Die Prophezeiung der Schwestern (Michelle Zink)

cbj (August 2009)
gebunden, mit Schutzumschlag
Seiten: 416, 17,95 EUR [D]
ISBN: 978-3-5701-3721-5

Genre: Fantasy


Klappentext

Alice senkt ihre Stimme zu einem Flüstern. „Warum kämpfst du gegen den Willen der Prophezeiung an, Lia? Das Ende ist vorherbestimmt, also was macht es schon aus?“ Was macht es schon aus? Die Worte hallen auf den grauen, öden Feldern wider. „Nein.“ Ich kann das Wort selbst kaum vernehmen, so leise spreche ich es aus. Alice beugt sich näher, so nah, dass ich ihren warmen Atem auf meinem Gesicht spüren kann. „Es gibt schlimmeres als den Tod, Lia. Ich dachte, das wüsstest du“

Eine jahrhundertealte Prophezeiung. Zwei Schwestern, die in einen Strudel unerklärlicher Ereignisse gerissen werden. Nur gemeinsam können sie ihre Aufgabe erfüllen. Doch die eine will dem Locken des Dämons nachkommen und wird zur tödlichen Gegenspielerin der anderen…


Rezension

Nach dem Tod ihres Vaters, entdeckt Lia an ihrem Handgelenk ein seltsames Symbol. Auf der Suche nach dessen Bedeutung stößt sie auf die Prophezeiung der Schwestern. Diese besagt, dass eine die Wächterin und die andere das Tor ist, durch das Samael, der gefallene Engel, wiederkehren kann und die sieben Plagen über die Menschheit bringt. Die einzige Möglichkeit, das zu verhindern, sind vier Schlüssel. Doch wie soll Lia diese Schlüssel finden, um das Tor endgültig zu schließen, zumal Alice alles dafür tut, sie daran zu hindern?
Eine gefährliche Suche beginnt, um das Rätsel der Prophezeiung zu lösen.
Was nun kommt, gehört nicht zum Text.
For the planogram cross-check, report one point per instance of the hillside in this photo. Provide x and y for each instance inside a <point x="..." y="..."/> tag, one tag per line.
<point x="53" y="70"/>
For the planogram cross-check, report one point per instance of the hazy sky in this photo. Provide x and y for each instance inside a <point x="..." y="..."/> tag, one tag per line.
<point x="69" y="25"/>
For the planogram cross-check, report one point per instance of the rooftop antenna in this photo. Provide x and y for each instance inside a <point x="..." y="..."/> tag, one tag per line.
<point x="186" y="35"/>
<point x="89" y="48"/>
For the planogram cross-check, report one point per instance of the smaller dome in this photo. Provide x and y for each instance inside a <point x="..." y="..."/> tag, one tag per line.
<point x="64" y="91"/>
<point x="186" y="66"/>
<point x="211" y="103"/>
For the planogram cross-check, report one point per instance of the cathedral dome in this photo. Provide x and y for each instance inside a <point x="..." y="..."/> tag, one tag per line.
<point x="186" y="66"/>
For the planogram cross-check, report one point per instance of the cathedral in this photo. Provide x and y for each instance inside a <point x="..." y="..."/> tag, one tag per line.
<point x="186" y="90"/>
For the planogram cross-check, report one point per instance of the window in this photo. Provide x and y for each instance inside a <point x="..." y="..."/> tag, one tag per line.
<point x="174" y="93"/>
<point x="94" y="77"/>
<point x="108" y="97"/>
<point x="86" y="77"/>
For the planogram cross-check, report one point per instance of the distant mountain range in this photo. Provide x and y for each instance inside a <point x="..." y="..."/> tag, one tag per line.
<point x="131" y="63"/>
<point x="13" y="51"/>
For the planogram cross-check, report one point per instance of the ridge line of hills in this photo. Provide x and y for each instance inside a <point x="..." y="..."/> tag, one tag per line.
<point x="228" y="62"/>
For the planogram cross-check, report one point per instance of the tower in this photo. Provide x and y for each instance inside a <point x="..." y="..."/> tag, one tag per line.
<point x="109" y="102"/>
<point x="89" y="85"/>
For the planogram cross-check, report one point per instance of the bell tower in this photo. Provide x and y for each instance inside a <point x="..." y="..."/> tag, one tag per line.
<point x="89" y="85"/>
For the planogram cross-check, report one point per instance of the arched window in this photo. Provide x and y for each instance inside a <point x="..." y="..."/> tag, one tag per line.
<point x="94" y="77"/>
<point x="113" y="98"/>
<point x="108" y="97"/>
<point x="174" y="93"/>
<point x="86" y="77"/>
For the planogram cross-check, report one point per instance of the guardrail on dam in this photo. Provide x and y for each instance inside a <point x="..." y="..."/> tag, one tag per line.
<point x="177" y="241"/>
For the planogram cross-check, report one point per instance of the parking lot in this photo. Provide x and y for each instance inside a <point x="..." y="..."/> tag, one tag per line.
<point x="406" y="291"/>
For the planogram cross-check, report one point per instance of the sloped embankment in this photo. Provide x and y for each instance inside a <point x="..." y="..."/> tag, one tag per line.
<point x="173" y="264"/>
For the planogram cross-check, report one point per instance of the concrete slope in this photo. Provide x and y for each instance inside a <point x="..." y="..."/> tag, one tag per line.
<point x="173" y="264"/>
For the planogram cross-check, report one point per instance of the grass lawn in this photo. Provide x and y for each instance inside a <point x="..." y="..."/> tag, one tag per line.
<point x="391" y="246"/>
Michelle Zink hat mit Die Prophezeiung der Schwestern, einen absolut spannenden Roman geschaffen. Stück für Stück kann der Leser, mit der Protagonistin Amalia, die rätselhaften Ereignisse rund um die Prophezeiung entdecken. Die Grundidee ist zwar nicht unbedingt neu, deren Umsetzung ist allerdings sehr gut gelungen. Die Geschichte spielt im späten 19. Jahrhundert, in dem Mädchen unangenehm auffallen, wenn sie ohne Anstandsdame unterwegs sind. Auch das Reisen, das nur mit Pferdekutsche möglich ist, und die Informationsbeschaffung gestalten sich schwierig. Man fühlt sich zurückversetzt in eine Zeit, die man selbst noch nicht erlebt hat, diese aber durch die detailreiche Beschreibung zu verstehen beginnt. Genau in diese Welt werden die beiden Zwillingsschwestern, Alice und Lia, hineingeboren und sehen sich mit einer Vorherbestimmung konfrontiert, der sie nicht entfliehen können.

Lia ist ein zurückhaltendes und in sich gekehrtes Mädchen, das nur schwer über die mysteriösen Todesfälle ihrer Eltern hinweg kommt. Als sie von der Prophezeiung erfährt, steht sie mehr Rätseln gegenüber, als es Antworten zu geben scheint. Auch das Verhältnis zu ihrer Schwester wird immer schwieriger. Alice, die schon immer extrovertiert und egoistisch war, legt immer mehr Boshaftigkeiten und Grausamkeiten an den Tag, die Lia ängstigen. Die Beiden entfernen sich immer mehr voneinander und kämpfen für verschiedene Ziele, bis es schließlich zum endgültigen Bruch kommt. Diese Unterschiedlichkeit der Schwestern, sowie deren vertauschte Rollen bei der Vorhersagung, sind so absolut ungewöhnlich. Die Autorin schafft es damit, den Leser tiefer für die Geschichte zu faszinieren.
Auf der Suche nach Antworten begegnet Lia zudem vielen interessanten und außergewöhnlichen Charakteren. Jeder einzelne wird vielschichtig und authentisch beschrieben, was dem Roman eine erstaunliche Vielfalt verpasst.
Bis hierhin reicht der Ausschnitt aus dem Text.